Para kritikus menciptakan istilah "ultra-modernisme" untuk menggambarkan langkah serba cepat, komposisi eksentrik, dan penggunaan warna dan desain ironis yang membedakan film-film Masumura, bahkan ketika pendekatan eklektik sutradara menjembatani segala macam mode: dari delirium Tashlinesque dari satire korporatnya Giant and Toys dengan keanggunan yang ketat dari A Wife Confesses (1961), sensasi seperti Seijun Suzuki dari Yukaku Mishima-dibintangi gambar yakuza Afraid to Die (1960) dengan kegembiraan erotis Seisaku's Wife (1965).

5. Hiroshi Teshigahara


woman in the dunes hiroshi teshigara
Suna no Onna / Woman in the Dunes (1964)
Setelah tumbuh selama rezim militeris Jepang tahun 1930-an dan 40-an dan menyaksikan pemboman atom di Hiroshima dan Nagasaki, Hiroshi Teshigara seperti banyak dari rekan-rekannya memeluk filsafat, seni, dan politik Barat, dan tertarik secara khusus kepada Surrealisme, Dada, dan sosialisme.

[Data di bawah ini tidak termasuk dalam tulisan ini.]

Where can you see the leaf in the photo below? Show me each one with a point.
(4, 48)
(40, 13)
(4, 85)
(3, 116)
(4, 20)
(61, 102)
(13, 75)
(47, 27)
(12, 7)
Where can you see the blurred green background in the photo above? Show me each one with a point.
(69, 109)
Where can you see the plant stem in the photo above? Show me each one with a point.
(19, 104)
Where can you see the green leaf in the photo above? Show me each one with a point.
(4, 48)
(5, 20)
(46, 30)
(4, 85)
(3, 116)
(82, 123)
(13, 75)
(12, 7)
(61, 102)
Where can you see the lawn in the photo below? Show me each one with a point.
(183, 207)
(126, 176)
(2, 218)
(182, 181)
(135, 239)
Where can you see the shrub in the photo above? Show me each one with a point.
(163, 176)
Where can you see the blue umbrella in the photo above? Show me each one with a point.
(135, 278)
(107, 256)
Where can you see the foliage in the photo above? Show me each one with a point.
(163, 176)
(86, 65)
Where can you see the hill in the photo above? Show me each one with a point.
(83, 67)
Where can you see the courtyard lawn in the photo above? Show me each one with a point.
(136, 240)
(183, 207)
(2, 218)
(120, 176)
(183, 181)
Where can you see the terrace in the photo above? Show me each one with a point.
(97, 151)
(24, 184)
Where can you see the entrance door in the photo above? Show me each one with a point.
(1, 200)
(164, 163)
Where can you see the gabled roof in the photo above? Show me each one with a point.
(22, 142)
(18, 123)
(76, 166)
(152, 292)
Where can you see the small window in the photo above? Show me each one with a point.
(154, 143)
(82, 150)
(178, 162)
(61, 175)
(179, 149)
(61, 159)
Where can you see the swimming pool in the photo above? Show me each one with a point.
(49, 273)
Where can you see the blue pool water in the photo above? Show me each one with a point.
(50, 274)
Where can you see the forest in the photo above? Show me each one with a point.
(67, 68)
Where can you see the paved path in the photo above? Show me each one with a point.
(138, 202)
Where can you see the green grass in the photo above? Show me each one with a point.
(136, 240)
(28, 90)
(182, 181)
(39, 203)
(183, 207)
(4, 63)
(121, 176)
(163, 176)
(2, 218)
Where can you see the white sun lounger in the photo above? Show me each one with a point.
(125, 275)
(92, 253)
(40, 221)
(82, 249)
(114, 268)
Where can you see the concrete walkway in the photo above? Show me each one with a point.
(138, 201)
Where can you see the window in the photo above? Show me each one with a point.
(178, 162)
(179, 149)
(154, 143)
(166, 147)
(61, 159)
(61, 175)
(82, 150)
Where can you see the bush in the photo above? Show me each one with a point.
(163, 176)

Ia membuat reputasi internasionalnya di tahun 60-an dengan serangkaian perumpamaan eksistensial menakutkan yang ditulis oleh Kobe Abe dan dicetak oleh Toru Takemitsu, ketika karakter sentralnya sering tidak tertambat atau teralienasi, entah terperangkap dalam perjuangan Sisyphean di pasir, Woman in the Dunes (1964), yang membuatnya mendapatkan nominasi Academy Award untuk Sutradara Terbaik, dibunuh tanpa alasan dalam Pitfall (1962), atau terbebas dari identitas mereka oleh kecelakaan dalam The Face of Another (1966).

Tidak kurang dari gravitasi filosofis, latar, dan desain visual adalah kunci bagi Teshigahara, sehingga lokal, arsitektur, dan atmosfer yang tak dapat dimaafkan, pasir yang selalu menyaring di Woman in the Dunes sama pentingnya dengan film-filmnya seperti bergulat dengan dilema eksistensial.